BELIZE CITY (Reuters) - Belize's prime minister on Wednesday urged anti-virus software pioneer John McAfee to help the country's police with a murder inquiry, calling McAfee 'bonkers' for recent media statements.
'I don't want to be unkind, but he seems to be extremely paranoid - I would go so far as to say bonkers,' Prime Minister Dean Barrow said in Belize City. 'He ought to man up and respect our laws and go in and talk to the police.'
Belizean police want to question McAfee, 67, about the murder of his neighbor and fellow U.S. citizen, Gregory Viant Faull, 52, with whom McAfee had quarreled.
Police have been unable to track down McAfee since finding Faull dead on Sunday. In an interview on Tuesday, McAfee said he had gone into hiding because he believed Belizean authorities were trying to frame him for Faull's murder.
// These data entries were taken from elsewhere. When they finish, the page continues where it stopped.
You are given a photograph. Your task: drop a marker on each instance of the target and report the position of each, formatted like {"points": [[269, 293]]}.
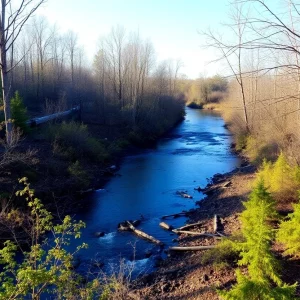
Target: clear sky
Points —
{"points": [[171, 25]]}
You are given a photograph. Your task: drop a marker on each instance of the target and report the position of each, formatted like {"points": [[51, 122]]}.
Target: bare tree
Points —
{"points": [[14, 15]]}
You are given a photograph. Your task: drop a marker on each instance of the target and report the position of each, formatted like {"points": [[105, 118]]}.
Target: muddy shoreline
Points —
{"points": [[181, 275]]}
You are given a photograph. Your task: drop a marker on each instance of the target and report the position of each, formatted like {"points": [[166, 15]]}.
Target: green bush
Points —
{"points": [[74, 141], [262, 280], [225, 251], [77, 172], [282, 179], [47, 267], [289, 233], [241, 142], [19, 112]]}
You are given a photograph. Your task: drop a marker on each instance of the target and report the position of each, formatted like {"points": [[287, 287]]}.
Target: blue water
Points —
{"points": [[194, 151]]}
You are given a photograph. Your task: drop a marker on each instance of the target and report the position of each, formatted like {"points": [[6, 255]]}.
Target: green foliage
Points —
{"points": [[241, 142], [289, 233], [74, 141], [262, 280], [225, 251], [45, 269], [282, 180], [77, 172], [19, 112]]}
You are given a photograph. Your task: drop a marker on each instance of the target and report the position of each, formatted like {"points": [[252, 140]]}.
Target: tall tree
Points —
{"points": [[14, 15]]}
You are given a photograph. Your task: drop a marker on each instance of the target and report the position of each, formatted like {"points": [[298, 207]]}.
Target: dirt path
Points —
{"points": [[182, 275]]}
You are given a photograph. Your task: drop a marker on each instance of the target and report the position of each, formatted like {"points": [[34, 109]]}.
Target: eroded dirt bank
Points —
{"points": [[182, 275]]}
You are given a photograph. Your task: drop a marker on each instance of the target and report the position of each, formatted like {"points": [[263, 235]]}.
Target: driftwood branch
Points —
{"points": [[190, 225], [184, 213], [197, 233], [192, 248], [144, 235], [165, 226]]}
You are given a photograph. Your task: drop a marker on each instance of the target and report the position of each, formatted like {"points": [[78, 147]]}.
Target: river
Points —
{"points": [[191, 153]]}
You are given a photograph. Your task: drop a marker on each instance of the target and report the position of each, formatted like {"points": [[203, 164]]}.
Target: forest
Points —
{"points": [[127, 100]]}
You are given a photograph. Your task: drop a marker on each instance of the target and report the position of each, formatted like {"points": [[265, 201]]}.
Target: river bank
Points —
{"points": [[183, 275], [195, 275]]}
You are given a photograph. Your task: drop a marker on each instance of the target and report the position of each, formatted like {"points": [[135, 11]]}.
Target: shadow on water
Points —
{"points": [[195, 150]]}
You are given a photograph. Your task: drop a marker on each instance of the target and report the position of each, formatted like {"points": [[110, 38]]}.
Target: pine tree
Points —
{"points": [[256, 253], [19, 112], [289, 233]]}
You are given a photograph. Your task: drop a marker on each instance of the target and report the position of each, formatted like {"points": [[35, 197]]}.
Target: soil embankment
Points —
{"points": [[182, 275]]}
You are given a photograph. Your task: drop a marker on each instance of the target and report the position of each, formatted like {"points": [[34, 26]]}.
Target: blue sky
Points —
{"points": [[171, 25]]}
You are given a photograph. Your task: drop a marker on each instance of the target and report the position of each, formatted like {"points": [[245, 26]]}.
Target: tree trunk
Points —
{"points": [[4, 78]]}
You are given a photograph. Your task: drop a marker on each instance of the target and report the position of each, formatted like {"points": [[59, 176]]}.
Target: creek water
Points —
{"points": [[195, 150]]}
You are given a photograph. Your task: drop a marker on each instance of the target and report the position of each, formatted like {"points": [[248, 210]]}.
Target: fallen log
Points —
{"points": [[123, 226], [165, 226], [184, 213], [184, 195], [192, 248], [220, 234], [190, 225], [197, 233], [217, 224], [143, 234]]}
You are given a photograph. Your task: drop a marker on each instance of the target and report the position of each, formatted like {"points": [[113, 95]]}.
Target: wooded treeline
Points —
{"points": [[124, 85], [262, 53]]}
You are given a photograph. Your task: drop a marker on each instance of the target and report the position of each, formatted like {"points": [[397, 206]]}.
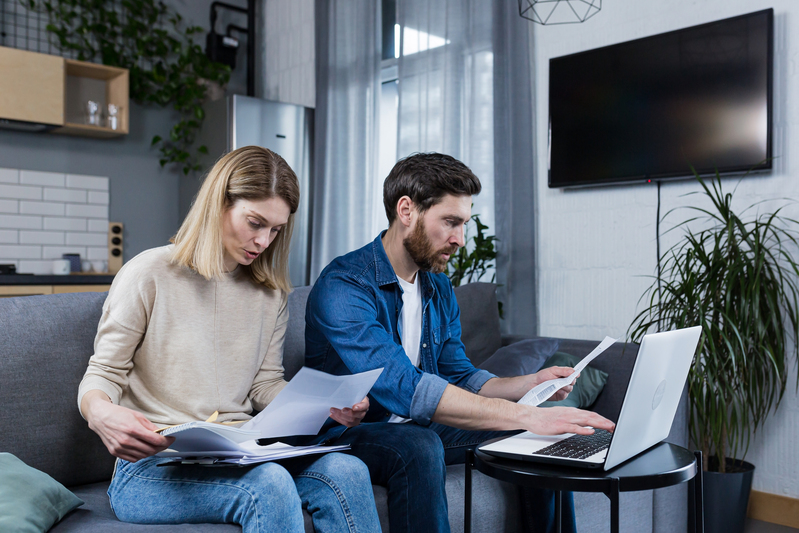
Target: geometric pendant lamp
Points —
{"points": [[550, 12]]}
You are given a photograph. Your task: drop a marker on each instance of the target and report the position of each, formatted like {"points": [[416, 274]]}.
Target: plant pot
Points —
{"points": [[726, 496]]}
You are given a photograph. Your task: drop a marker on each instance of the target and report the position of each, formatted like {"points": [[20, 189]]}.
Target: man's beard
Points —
{"points": [[421, 250]]}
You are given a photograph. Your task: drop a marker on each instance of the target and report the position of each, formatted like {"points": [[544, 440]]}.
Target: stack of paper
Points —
{"points": [[246, 453], [301, 408], [545, 390]]}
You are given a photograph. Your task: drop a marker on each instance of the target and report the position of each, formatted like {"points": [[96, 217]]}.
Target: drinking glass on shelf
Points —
{"points": [[92, 113], [112, 119]]}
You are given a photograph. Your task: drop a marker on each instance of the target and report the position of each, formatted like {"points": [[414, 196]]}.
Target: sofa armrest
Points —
{"points": [[507, 340]]}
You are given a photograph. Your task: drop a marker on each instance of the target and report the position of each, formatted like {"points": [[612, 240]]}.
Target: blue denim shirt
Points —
{"points": [[352, 325]]}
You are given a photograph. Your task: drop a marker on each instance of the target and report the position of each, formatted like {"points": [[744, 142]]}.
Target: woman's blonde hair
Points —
{"points": [[249, 173]]}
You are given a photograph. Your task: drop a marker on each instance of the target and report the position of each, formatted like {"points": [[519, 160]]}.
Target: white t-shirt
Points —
{"points": [[410, 320]]}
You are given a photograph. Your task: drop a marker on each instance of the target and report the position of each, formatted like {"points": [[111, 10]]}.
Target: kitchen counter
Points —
{"points": [[71, 279]]}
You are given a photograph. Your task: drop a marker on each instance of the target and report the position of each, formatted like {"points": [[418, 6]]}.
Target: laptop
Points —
{"points": [[647, 412]]}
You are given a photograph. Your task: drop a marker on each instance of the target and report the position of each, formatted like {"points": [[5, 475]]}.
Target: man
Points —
{"points": [[389, 305]]}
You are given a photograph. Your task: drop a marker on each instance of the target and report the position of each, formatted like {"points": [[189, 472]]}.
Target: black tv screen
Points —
{"points": [[653, 108]]}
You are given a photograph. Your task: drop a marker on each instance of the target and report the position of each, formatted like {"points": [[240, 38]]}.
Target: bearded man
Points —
{"points": [[388, 305]]}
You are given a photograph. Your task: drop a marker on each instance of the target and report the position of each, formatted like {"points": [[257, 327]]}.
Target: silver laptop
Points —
{"points": [[647, 412]]}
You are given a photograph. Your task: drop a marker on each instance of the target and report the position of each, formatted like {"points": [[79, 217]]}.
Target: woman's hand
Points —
{"points": [[126, 433], [351, 417]]}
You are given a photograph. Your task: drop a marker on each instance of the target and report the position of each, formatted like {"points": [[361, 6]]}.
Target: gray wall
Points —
{"points": [[144, 196]]}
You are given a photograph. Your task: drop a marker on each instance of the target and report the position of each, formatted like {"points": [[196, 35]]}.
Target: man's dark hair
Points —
{"points": [[426, 178]]}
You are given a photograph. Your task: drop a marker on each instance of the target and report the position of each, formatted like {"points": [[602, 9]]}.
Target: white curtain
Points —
{"points": [[465, 89], [347, 124], [445, 74]]}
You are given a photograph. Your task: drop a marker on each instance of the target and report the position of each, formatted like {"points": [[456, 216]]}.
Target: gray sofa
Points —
{"points": [[46, 341]]}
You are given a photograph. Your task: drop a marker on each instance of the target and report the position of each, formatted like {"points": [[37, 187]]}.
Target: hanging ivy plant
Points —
{"points": [[151, 40]]}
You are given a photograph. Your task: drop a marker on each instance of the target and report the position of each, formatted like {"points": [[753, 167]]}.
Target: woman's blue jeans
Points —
{"points": [[334, 488]]}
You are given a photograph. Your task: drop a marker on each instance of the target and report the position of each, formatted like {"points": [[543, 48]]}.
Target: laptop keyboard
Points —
{"points": [[578, 446]]}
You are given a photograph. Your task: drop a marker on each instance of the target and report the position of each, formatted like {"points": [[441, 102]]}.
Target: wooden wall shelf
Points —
{"points": [[51, 90]]}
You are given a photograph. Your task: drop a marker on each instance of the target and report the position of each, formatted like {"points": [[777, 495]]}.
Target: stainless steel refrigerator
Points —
{"points": [[287, 129]]}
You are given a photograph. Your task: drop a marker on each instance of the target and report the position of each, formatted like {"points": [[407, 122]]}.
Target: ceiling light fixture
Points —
{"points": [[551, 12]]}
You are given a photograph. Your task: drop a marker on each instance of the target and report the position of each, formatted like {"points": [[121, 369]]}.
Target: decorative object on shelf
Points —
{"points": [[61, 267], [115, 246], [93, 113], [74, 261], [737, 278], [112, 119], [148, 38], [551, 12]]}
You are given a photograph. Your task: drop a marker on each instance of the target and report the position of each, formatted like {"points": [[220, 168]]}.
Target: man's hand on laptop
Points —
{"points": [[557, 420]]}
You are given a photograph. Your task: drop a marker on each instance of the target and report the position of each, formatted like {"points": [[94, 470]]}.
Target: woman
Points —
{"points": [[198, 327]]}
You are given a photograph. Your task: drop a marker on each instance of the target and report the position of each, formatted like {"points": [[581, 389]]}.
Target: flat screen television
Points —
{"points": [[653, 108]]}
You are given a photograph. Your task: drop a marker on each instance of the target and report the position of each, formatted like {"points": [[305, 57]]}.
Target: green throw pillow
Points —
{"points": [[30, 500], [586, 388]]}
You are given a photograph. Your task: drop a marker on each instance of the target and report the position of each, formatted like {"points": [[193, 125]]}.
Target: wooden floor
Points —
{"points": [[756, 526]]}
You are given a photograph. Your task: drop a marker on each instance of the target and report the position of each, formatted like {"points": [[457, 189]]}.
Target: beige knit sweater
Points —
{"points": [[177, 347]]}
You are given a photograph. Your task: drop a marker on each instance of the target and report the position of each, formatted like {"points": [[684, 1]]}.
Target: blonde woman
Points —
{"points": [[197, 327]]}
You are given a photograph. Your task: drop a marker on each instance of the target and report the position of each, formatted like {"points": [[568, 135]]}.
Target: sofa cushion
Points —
{"points": [[586, 389], [294, 343], [45, 345], [480, 331], [30, 500], [520, 358]]}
'You can say I'm paranoid about it, but they will kill me, there is no question. They've been trying to get me for months,' Wired magazine's website quoted McAfee as saying. 'I am not well liked by the prime minister.
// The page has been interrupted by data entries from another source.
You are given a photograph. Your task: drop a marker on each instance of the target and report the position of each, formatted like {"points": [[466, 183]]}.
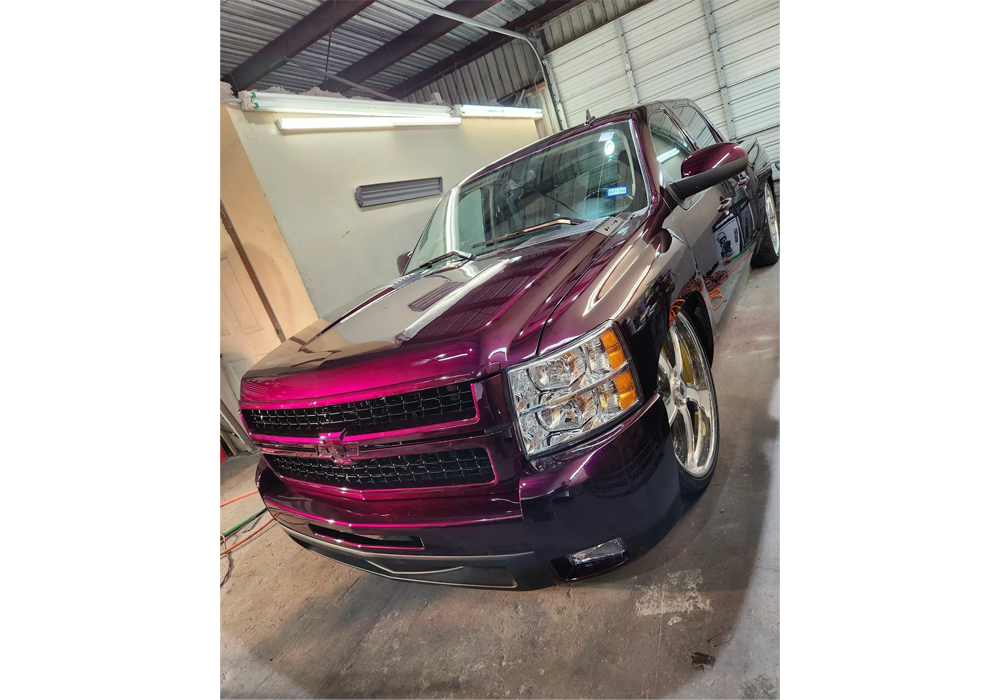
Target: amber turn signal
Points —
{"points": [[616, 356], [626, 389]]}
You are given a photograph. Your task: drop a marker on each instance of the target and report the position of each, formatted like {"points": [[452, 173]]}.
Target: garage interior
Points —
{"points": [[311, 218]]}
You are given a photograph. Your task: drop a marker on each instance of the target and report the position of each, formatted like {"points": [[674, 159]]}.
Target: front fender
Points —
{"points": [[639, 287]]}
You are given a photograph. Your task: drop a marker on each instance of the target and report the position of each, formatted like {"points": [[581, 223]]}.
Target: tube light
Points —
{"points": [[490, 111], [312, 104], [343, 123]]}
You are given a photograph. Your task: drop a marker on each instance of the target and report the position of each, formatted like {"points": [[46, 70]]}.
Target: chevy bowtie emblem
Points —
{"points": [[337, 450]]}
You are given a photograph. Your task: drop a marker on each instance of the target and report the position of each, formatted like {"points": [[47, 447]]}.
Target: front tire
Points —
{"points": [[686, 388], [770, 247]]}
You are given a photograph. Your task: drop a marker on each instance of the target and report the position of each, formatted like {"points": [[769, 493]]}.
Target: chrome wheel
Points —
{"points": [[772, 219], [685, 386]]}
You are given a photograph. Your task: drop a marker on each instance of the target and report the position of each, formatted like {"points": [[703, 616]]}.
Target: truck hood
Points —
{"points": [[463, 321]]}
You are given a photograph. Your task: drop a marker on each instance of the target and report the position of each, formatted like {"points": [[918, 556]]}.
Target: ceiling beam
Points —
{"points": [[294, 40], [413, 39], [477, 49]]}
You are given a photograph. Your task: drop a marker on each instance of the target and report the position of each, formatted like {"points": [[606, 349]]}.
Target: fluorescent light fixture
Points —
{"points": [[669, 154], [349, 123], [488, 111], [311, 104]]}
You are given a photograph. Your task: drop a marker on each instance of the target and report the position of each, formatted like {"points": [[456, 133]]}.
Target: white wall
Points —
{"points": [[248, 209], [340, 249]]}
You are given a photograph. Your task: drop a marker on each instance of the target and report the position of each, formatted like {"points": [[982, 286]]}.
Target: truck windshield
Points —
{"points": [[590, 176]]}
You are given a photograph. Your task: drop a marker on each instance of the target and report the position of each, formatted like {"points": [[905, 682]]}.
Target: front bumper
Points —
{"points": [[623, 483]]}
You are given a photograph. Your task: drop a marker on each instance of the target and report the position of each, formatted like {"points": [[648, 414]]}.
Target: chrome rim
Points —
{"points": [[686, 390], [772, 219]]}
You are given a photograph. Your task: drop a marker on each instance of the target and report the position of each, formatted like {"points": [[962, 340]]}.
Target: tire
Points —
{"points": [[688, 393], [769, 249]]}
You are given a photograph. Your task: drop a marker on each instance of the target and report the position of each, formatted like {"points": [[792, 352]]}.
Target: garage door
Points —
{"points": [[665, 50]]}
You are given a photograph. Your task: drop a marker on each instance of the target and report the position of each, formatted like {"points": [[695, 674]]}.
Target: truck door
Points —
{"points": [[726, 213]]}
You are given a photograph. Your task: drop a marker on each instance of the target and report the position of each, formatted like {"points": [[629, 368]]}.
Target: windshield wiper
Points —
{"points": [[449, 254], [530, 229]]}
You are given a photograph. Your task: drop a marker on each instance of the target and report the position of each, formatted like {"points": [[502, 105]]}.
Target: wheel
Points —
{"points": [[770, 248], [686, 388]]}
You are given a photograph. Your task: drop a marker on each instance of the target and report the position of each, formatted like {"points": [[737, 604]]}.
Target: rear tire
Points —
{"points": [[769, 249], [685, 385]]}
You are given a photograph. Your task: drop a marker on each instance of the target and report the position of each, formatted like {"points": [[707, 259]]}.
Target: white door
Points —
{"points": [[245, 331]]}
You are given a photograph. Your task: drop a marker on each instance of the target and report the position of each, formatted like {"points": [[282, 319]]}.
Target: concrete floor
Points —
{"points": [[294, 624]]}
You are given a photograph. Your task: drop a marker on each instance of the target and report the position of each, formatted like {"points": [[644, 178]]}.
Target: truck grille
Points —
{"points": [[453, 402], [450, 468]]}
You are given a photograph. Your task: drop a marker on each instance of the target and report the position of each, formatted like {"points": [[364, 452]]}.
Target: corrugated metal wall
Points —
{"points": [[668, 47], [664, 50], [513, 67]]}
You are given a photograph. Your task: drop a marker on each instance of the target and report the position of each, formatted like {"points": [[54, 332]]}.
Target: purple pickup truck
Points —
{"points": [[527, 402]]}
Barrow called the claim rubbish, saying he had 'never met the man' and that the media attention McAfee had attracted was offering the American 'the best possible safeguard.'
'It's not as if the police have said he is a suspect and certainly there is no question at this point of charges pending,' Barrow said. 'The fact that this is smeared across international headlines means the police would have to act extremely cautiously in the full glare of the public spotlight.'
McAfee, who invented the anti-virus software that bears his name, has homes and businesses in Belize, and is believed to have settled in the country around 2010.
There is already a case pending in Belize against McAfee for possession of illegal firearms, and police previously suspected him of running a lab to make the synthetic drug crystal meth.
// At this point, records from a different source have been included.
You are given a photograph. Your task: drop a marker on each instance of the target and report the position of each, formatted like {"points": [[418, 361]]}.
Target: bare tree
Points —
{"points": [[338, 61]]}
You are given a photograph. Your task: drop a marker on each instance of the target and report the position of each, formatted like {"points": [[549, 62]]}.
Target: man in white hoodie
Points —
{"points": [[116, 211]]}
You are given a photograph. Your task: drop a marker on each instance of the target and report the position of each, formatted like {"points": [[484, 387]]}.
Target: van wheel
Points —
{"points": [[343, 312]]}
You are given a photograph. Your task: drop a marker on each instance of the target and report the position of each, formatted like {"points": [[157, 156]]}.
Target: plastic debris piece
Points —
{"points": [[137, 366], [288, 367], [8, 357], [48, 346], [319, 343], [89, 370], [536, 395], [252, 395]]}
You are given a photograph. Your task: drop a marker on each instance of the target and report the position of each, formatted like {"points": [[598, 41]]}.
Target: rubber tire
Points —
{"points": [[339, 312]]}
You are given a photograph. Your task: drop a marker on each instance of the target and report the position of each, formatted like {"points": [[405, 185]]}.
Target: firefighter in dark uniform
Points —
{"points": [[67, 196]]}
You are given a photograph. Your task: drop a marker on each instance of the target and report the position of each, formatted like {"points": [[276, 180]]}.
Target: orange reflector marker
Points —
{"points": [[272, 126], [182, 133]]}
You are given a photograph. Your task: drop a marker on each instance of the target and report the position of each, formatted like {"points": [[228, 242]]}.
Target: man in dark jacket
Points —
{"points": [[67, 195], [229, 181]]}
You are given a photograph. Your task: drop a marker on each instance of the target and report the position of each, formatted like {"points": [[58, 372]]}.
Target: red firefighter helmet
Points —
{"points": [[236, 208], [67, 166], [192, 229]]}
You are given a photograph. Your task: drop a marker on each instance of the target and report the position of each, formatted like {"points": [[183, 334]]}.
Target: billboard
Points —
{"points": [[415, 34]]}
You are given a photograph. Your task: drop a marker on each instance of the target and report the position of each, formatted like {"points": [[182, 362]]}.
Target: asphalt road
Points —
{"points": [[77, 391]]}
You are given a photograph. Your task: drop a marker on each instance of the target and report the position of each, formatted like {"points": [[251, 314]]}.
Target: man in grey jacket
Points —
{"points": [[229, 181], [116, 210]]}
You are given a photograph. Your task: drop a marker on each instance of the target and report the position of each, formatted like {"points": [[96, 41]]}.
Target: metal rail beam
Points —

On Wednesday, Belizean police said it had charged McAfee's British bodyguard William Mulligan, 29, and Mulligan's wife, Stefanie, 22, for having unlicensed weapons and ammunition.
Barrow rejected claims made by McAfee and an associate that the software pioneer was being targeted for refusing to donate to Belize's ruling United Democratic Party to help fund its successful re-election bid in March.
'I know of no individual in the UDP who has spoken to McAfee about contributions,' Barrow said.
McAfee was one of Silicon Valley's first entrepreneurs to build an Internet fortune. The ex-Lockheed systems consultant started McAfee Associates in 1989. McAfee currently has no relationship with the company, which has been sold to Intel Corp.